Nova lei de segurança em Hong Kong prevê penas até prisão perpétua


    Hong Kong Approves Controversial National Security Law

    In a decisive move that has drawn international attention, the 90-seat legislature of Hong Kong has passed a new national security law, known as Article 23, which introduces stringent measures against a range of offenses. The law, which was approved just 11 days after being proposed, has sparked concerns among Western governments about the potential erosion of freedoms in the global financial center.

    The legislation encompasses a broad spectrum of crimes, including treason, sabotage, sedition, theft of state secrets, and espionage. Prevê penas que podem ir até à prisão perpétua para várias infracções e até 20 anos para a espionagem, reflecting the severity with which the city’s authorities are approaching national security. The law also targets foreign political entities and organizations in Hong Kong, aiming to prevent what it defines as “external interference.”

    While some legal professionals note similarities between Hong Kong’s revised sentences and those in Western jurisdictions, there is concern that provisions related to sedition and state secrets are broader and more severe. The law’s passage is a response to Article 23 of the Basic Law, Hong Kong’s mini-constitution since its 1997 handover from Britain to China. A previous attempt to enact Article 23 in 2003 was met with massive public protests and was subsequently shelved.

    The business community, including foreign banks and media outlets, as well as diplomats and academics, are closely monitoring the situation. There is apprehension that the laws could impose further limitations on Hong Kong’s freedoms and affect data security. The legislation introduces a new offense of computer sabotage that endangers national security, punishable by up to 20 years in prison.

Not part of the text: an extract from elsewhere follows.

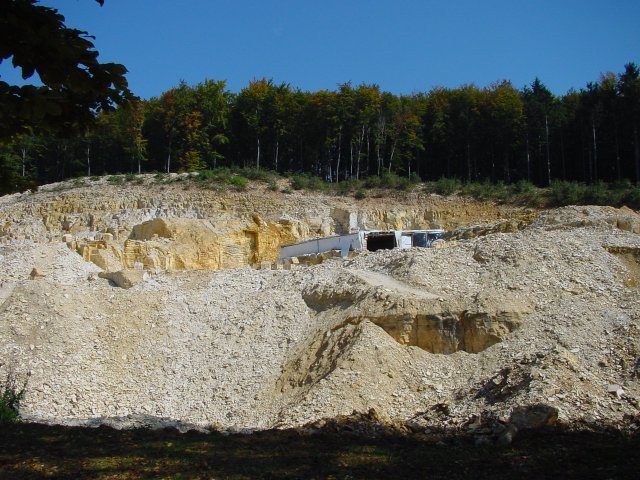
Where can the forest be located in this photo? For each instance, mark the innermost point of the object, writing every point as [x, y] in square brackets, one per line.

    Despite the broad definition of state secrets in the law, which encompasses military, security, diplomatic, and various other types of classified information, there are provisions for public interest defenses. However, the criteria for such defenses are stringent.

    John Lee, Hong Kong’s leader, insists that the laws adhere to international standards and safeguard the region’s rights and freedoms. Yet, this new legislation adds to existing national security laws from the colonial era and the sweeping law imposed by Beijing in 2020 following pro-democracy protests.

    China has also updated its state secrets laws to reflect President Xi Jinping’s priorities. However, Hong Kong’s version seeks to align with British-based common law standards while addressing state secrets within its unique legal framework.

    The enactment of Article 23 marks a significant development in Hong Kong’s legal landscape, with potential implications for its role as an international business hub and its relationship with foreign entities. As the world watches on, the full impact of these changes remains to be seen.

    A legislatura de 90 lugares de Hong Kong aprovou uma nova lei de segurança nacional, conhecida como artigo 23º, que actualiza ou introduz leis que proíbem a traição, a sabotagem, a sedição, o roubo de segredos de Estado e a espionagem

    Qual é o impacto potencial da nova lei de segurança nacional, conhecida como artigo 23º, na liberdade de investigação e recolha de informações em Hong Kong, tendo em conta as preocupações levantadas sobre a ampla definição de segredos de Estado?